Übersicht
- 1 Das Wichtigste in Kürze
- 2 E-Scooter-Unfälle: Rechtliche Herausforderungen und Haftungsfragen im Fokus
- 3 Der Fall vor Gericht
- 4 Die Schlüsselerkenntnisse
- 5 Häufig gestellte Fragen (FAQ)
- 5.1 Welche Haftungsregeln gelten bei Unfällen zwischen E-Scootern und PKW?
- 5.2 Wie ist die Vorfahrtsregelung bei Ampelquerungen mit E-Scootern zu beachten?
- 5.3 Welche Versicherungspflichten bestehen für E-Scooter-Fahrer?
- 5.4 Welche Beweismittel sind bei E-Scooter-Unfällen besonders wichtig?
- 5.5 Welche Schadenersatzansprüche können bei E-Scooter-Unfällen geltend gemacht werden?
- 6 Glossar – Fachbegriffe kurz erklärt
- 7 Wichtige Rechtsgrundlagen
- 8 Weitere Beiträge zum Thema
- 9 Das vorliegende Urteil
Das Wichtigste in Kürze
- Gericht: Landgericht Münster
- Datum: 09.03.2020
- Aktenzeichen: 8 O 272/19
- Verfahrensart: Zivilprozess wegen Schadensersatzansprüchen aus einem Verkehrsunfall
- Rechtsbereiche: Verkehrsrecht, Zivilrecht
Beteiligte Parteien:
- Klägerin: Halterin eines Opel Meriva. Sie behauptet, bei einem Unfall mit einem E-Scooter sei sie nicht schuld. Verlangt Schadensersatz für Fahrzeugschaden, Sachverständigenkosten, Nutzungsausfall und Anwaltskosten.

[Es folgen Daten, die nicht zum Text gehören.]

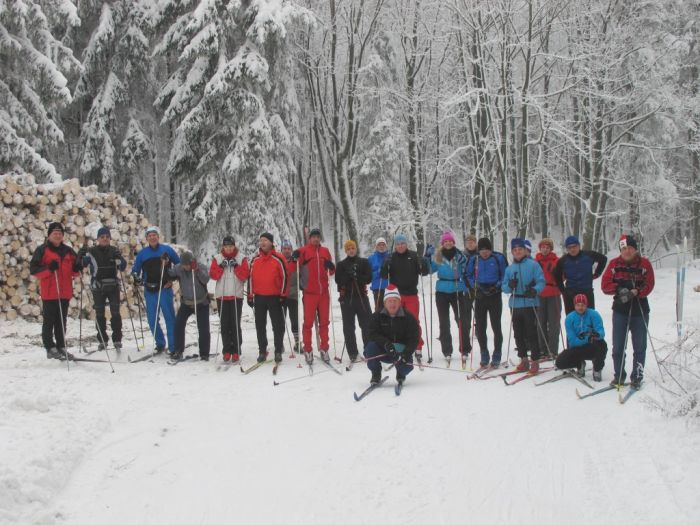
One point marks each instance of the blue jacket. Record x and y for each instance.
(486, 272)
(579, 327)
(148, 263)
(450, 273)
(528, 272)
(376, 261)
(578, 271)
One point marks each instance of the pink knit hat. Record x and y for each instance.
(447, 236)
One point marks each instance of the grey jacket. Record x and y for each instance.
(201, 278)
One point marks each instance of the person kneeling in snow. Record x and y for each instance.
(194, 299)
(393, 334)
(585, 336)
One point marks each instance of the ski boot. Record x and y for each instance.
(524, 365)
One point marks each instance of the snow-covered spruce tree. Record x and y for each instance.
(33, 87)
(232, 103)
(112, 95)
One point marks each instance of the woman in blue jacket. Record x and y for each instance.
(450, 264)
(524, 281)
(585, 336)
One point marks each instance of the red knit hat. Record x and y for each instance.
(581, 299)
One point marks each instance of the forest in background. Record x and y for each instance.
(366, 117)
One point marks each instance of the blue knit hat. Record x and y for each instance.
(571, 239)
(517, 243)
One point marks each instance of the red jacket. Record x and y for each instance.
(548, 264)
(637, 274)
(314, 275)
(268, 275)
(69, 267)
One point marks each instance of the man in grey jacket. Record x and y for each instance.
(193, 296)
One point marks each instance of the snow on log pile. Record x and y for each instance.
(26, 209)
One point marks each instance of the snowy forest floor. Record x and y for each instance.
(189, 444)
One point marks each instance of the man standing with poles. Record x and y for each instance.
(150, 270)
(315, 264)
(55, 264)
(630, 279)
(104, 260)
(352, 276)
(230, 270)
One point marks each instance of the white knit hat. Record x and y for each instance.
(391, 291)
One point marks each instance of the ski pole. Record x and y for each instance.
(128, 307)
(60, 312)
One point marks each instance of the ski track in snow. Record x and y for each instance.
(190, 444)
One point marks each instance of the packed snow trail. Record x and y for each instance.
(181, 445)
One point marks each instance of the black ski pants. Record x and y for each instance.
(351, 308)
(231, 333)
(52, 324)
(271, 304)
(574, 357)
(462, 308)
(100, 299)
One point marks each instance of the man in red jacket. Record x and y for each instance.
(55, 265)
(549, 311)
(630, 279)
(268, 287)
(316, 264)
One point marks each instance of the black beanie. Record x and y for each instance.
(484, 244)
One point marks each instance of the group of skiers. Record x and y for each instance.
(469, 281)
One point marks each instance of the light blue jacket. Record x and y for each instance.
(528, 273)
(579, 327)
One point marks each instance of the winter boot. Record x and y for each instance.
(524, 365)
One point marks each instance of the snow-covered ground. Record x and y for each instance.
(155, 444)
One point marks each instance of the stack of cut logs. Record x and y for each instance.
(26, 209)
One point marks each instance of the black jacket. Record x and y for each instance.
(350, 285)
(403, 269)
(403, 328)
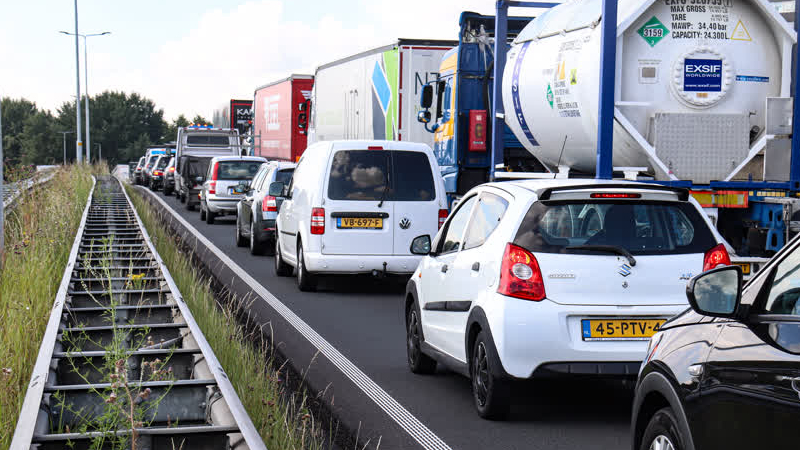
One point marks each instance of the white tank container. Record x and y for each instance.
(691, 80)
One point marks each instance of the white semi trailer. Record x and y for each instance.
(702, 97)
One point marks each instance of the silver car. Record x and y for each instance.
(225, 183)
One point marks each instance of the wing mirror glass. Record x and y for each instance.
(276, 189)
(716, 293)
(421, 245)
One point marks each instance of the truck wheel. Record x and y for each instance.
(240, 242)
(492, 396)
(418, 362)
(305, 280)
(282, 269)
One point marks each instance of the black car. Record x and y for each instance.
(726, 372)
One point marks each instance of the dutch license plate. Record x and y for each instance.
(745, 268)
(359, 222)
(612, 329)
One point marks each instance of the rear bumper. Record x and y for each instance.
(355, 264)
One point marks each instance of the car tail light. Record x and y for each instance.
(318, 221)
(717, 256)
(520, 276)
(442, 217)
(270, 204)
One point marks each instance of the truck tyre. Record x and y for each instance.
(418, 362)
(306, 281)
(282, 268)
(491, 395)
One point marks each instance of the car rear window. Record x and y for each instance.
(367, 174)
(238, 170)
(642, 228)
(208, 139)
(284, 175)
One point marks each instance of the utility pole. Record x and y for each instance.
(79, 142)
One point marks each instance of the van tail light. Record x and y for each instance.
(318, 221)
(442, 217)
(520, 276)
(716, 257)
(270, 205)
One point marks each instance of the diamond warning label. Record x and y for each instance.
(740, 33)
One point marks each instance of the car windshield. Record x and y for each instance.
(208, 139)
(641, 228)
(364, 175)
(238, 170)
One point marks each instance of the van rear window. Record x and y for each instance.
(642, 228)
(376, 174)
(208, 139)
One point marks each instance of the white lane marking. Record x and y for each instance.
(416, 429)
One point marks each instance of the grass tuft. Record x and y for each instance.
(39, 232)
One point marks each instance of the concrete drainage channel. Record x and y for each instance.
(123, 363)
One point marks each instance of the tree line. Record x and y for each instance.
(123, 124)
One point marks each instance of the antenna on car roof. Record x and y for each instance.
(555, 174)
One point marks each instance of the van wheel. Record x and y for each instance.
(418, 362)
(492, 395)
(305, 280)
(256, 247)
(240, 241)
(662, 432)
(282, 269)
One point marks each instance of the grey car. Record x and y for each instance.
(257, 211)
(225, 183)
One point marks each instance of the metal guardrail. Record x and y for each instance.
(123, 363)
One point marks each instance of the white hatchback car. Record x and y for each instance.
(548, 277)
(355, 207)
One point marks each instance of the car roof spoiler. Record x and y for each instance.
(546, 193)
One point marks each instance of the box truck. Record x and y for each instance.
(280, 122)
(375, 94)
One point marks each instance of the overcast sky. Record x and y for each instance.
(192, 56)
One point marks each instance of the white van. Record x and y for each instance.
(355, 207)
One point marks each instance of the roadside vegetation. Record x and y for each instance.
(282, 417)
(39, 232)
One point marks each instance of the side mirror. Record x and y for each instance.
(421, 245)
(716, 293)
(424, 116)
(426, 98)
(276, 189)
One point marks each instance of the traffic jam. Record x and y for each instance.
(676, 272)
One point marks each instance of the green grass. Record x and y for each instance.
(39, 232)
(281, 417)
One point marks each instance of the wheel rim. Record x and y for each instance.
(480, 374)
(661, 442)
(413, 338)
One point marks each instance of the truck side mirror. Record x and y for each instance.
(426, 99)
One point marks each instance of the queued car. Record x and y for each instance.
(543, 278)
(258, 210)
(137, 172)
(168, 186)
(366, 199)
(158, 171)
(726, 372)
(225, 183)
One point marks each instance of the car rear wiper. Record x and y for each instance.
(616, 249)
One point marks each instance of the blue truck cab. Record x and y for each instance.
(460, 119)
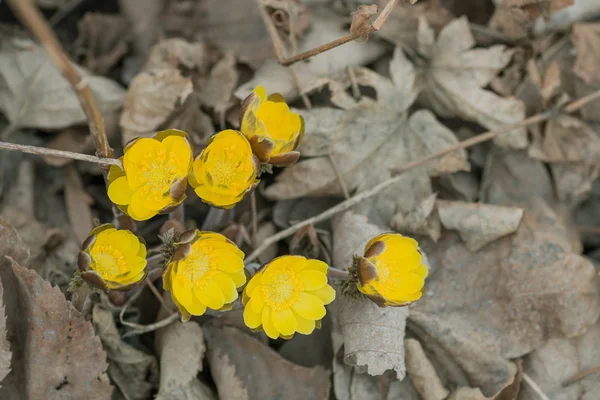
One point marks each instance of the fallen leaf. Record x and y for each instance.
(103, 41)
(360, 318)
(422, 373)
(78, 203)
(291, 81)
(181, 350)
(456, 75)
(151, 97)
(478, 224)
(265, 375)
(558, 360)
(68, 361)
(131, 370)
(35, 94)
(524, 289)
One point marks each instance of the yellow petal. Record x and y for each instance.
(284, 321)
(211, 295)
(312, 279)
(267, 322)
(305, 326)
(251, 319)
(254, 283)
(239, 278)
(182, 292)
(227, 286)
(119, 191)
(326, 294)
(309, 306)
(229, 261)
(257, 302)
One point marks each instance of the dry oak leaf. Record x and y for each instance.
(151, 98)
(373, 337)
(484, 308)
(33, 92)
(478, 224)
(260, 374)
(130, 369)
(456, 75)
(586, 39)
(558, 360)
(181, 350)
(55, 353)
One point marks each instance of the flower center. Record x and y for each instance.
(282, 291)
(107, 261)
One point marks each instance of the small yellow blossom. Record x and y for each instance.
(391, 273)
(225, 171)
(273, 130)
(154, 177)
(205, 272)
(288, 295)
(112, 259)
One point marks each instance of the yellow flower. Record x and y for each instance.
(391, 273)
(288, 295)
(273, 130)
(112, 259)
(226, 170)
(205, 272)
(154, 177)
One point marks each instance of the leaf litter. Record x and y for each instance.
(509, 229)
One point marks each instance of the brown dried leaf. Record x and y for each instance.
(55, 345)
(456, 75)
(422, 373)
(360, 318)
(291, 81)
(558, 360)
(38, 96)
(181, 349)
(524, 289)
(78, 203)
(478, 224)
(265, 375)
(132, 371)
(151, 97)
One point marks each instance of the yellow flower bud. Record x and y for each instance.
(286, 296)
(205, 272)
(154, 177)
(273, 130)
(112, 259)
(391, 273)
(225, 171)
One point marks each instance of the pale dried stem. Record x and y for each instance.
(280, 49)
(535, 387)
(29, 15)
(349, 203)
(42, 151)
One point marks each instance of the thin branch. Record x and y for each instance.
(42, 151)
(29, 15)
(347, 204)
(280, 49)
(535, 387)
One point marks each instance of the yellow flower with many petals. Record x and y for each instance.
(112, 259)
(392, 272)
(288, 295)
(205, 272)
(273, 130)
(154, 177)
(226, 170)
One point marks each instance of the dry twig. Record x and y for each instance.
(42, 151)
(280, 49)
(484, 137)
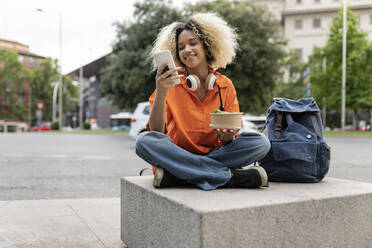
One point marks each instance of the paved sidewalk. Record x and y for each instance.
(70, 223)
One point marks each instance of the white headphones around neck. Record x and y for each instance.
(193, 82)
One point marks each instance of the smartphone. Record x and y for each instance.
(165, 57)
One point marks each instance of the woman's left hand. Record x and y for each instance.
(226, 135)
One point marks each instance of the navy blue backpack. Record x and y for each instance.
(298, 151)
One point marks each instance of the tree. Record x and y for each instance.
(12, 78)
(42, 81)
(292, 88)
(128, 78)
(326, 81)
(256, 67)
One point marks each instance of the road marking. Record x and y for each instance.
(14, 155)
(55, 156)
(97, 157)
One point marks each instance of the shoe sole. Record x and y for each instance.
(263, 174)
(158, 177)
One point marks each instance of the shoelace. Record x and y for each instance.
(143, 170)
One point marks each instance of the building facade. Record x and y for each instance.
(306, 23)
(95, 106)
(29, 60)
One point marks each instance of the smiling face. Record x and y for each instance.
(191, 50)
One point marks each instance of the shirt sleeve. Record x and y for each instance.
(231, 103)
(151, 100)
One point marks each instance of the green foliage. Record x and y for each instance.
(12, 78)
(41, 80)
(327, 83)
(86, 125)
(292, 88)
(70, 95)
(128, 79)
(55, 125)
(256, 67)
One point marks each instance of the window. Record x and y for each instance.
(20, 100)
(298, 24)
(31, 62)
(21, 59)
(317, 23)
(299, 53)
(146, 110)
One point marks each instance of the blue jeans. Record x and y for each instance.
(205, 171)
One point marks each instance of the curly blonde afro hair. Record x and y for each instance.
(218, 38)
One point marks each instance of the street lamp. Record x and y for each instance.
(60, 68)
(343, 91)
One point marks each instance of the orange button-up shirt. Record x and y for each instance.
(187, 119)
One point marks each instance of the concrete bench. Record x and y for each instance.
(333, 213)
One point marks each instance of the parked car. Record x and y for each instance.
(139, 119)
(42, 127)
(120, 121)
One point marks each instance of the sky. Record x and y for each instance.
(87, 27)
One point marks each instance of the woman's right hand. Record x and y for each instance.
(165, 80)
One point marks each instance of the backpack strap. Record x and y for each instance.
(278, 124)
(315, 124)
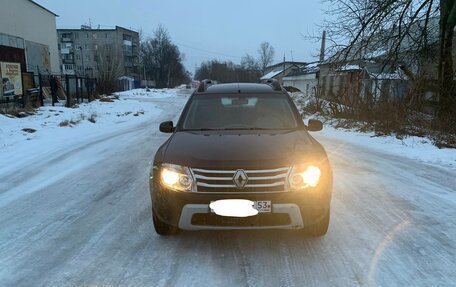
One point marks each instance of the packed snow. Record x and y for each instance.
(75, 209)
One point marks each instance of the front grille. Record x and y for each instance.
(265, 180)
(261, 219)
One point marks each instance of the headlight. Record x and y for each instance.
(176, 177)
(303, 176)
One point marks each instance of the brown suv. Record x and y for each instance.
(240, 157)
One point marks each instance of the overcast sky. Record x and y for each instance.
(205, 29)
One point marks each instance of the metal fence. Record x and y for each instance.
(69, 88)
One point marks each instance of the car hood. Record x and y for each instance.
(247, 150)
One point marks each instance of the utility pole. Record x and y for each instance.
(145, 78)
(82, 58)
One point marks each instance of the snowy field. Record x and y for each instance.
(75, 209)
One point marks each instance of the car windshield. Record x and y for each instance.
(235, 112)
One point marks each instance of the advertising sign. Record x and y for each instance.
(11, 76)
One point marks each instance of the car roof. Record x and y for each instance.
(235, 88)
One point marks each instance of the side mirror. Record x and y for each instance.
(314, 126)
(167, 127)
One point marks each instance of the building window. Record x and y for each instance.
(67, 45)
(68, 67)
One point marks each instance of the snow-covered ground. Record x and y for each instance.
(418, 148)
(75, 209)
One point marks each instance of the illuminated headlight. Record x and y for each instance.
(304, 176)
(176, 177)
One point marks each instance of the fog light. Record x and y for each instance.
(176, 177)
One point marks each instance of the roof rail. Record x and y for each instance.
(274, 84)
(204, 84)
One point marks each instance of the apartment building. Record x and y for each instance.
(81, 49)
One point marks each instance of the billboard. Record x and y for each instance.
(11, 76)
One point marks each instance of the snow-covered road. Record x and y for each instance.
(393, 223)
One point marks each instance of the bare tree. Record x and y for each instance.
(163, 60)
(109, 66)
(266, 55)
(401, 32)
(248, 62)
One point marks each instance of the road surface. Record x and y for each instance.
(393, 224)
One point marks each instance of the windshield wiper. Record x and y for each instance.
(245, 129)
(202, 129)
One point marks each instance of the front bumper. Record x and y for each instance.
(186, 221)
(181, 209)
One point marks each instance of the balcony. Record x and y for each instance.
(66, 39)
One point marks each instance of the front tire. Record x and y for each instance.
(320, 228)
(163, 228)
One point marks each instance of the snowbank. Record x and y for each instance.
(413, 147)
(51, 129)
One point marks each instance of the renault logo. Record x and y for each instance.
(240, 178)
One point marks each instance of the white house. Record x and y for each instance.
(28, 36)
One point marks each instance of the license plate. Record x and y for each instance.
(263, 206)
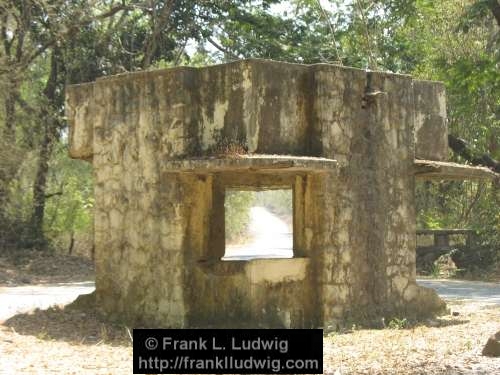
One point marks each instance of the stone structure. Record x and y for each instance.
(344, 139)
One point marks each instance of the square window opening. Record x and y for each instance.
(258, 224)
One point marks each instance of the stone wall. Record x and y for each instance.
(158, 229)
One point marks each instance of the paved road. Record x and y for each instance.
(476, 291)
(268, 237)
(21, 299)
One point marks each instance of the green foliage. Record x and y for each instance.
(456, 42)
(237, 212)
(278, 201)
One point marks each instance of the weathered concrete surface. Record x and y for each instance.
(431, 130)
(159, 230)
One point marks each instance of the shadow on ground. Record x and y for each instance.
(70, 325)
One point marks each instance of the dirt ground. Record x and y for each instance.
(18, 267)
(74, 342)
(70, 341)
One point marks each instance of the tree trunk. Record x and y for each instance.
(49, 136)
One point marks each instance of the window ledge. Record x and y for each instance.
(252, 162)
(270, 270)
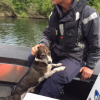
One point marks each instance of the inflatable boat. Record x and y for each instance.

- Beklagter 1: Fahrer eines E-Scooters, versichert bei der Beklagten 2. Behauptet, er habe Grünlicht gehabt, als er die Straße überquerte.
- Beklagte 2: Haftpflichtversicherer des E-Scooters.
Um was ging es?
- Sachverhalt: Bei einem Verkehrsunfall zwischen dem von der Klägerin gefahrenen Auto und einem E-Scooter entstanden Schäden am Fahrzeug der Klägerin. Der Unfall ereignete sich, als der E-Scooter die Straße überquerte.
- Kern des Rechtsstreits: Streit darüber, wer die Vorfahrt hatte und welche Ampellichter zum Unfallzeitpunkt angezeigt wurden. Die Klägerin behauptet, Grünlicht gehabt zu haben, während der Beklagte 1 das gleiche für sich behauptet.
Was wurde entschieden?
- Entscheidung: Die Klage wird abgewiesen. Die Klägerin hat keinen Anspruch auf Schadensersatz.
- Begründung: Der E-Scooter fällt unter die Ausnahmeregelung des § 8 Nr. 1 StVG, womit eine Gefährdungshaftung ausgeschlossen ist. Beweisaufnahme hat bestätigt, dass der E-Scooter-Fahrer bei Grünlicht fuhr. Die Klägerin konnte das Gegenteil nicht nachweisen.
- Folgen: Die Klägerin trägt die Kosten des Rechtsstreits. Das Urteil ist vorläufig vollstreckbar.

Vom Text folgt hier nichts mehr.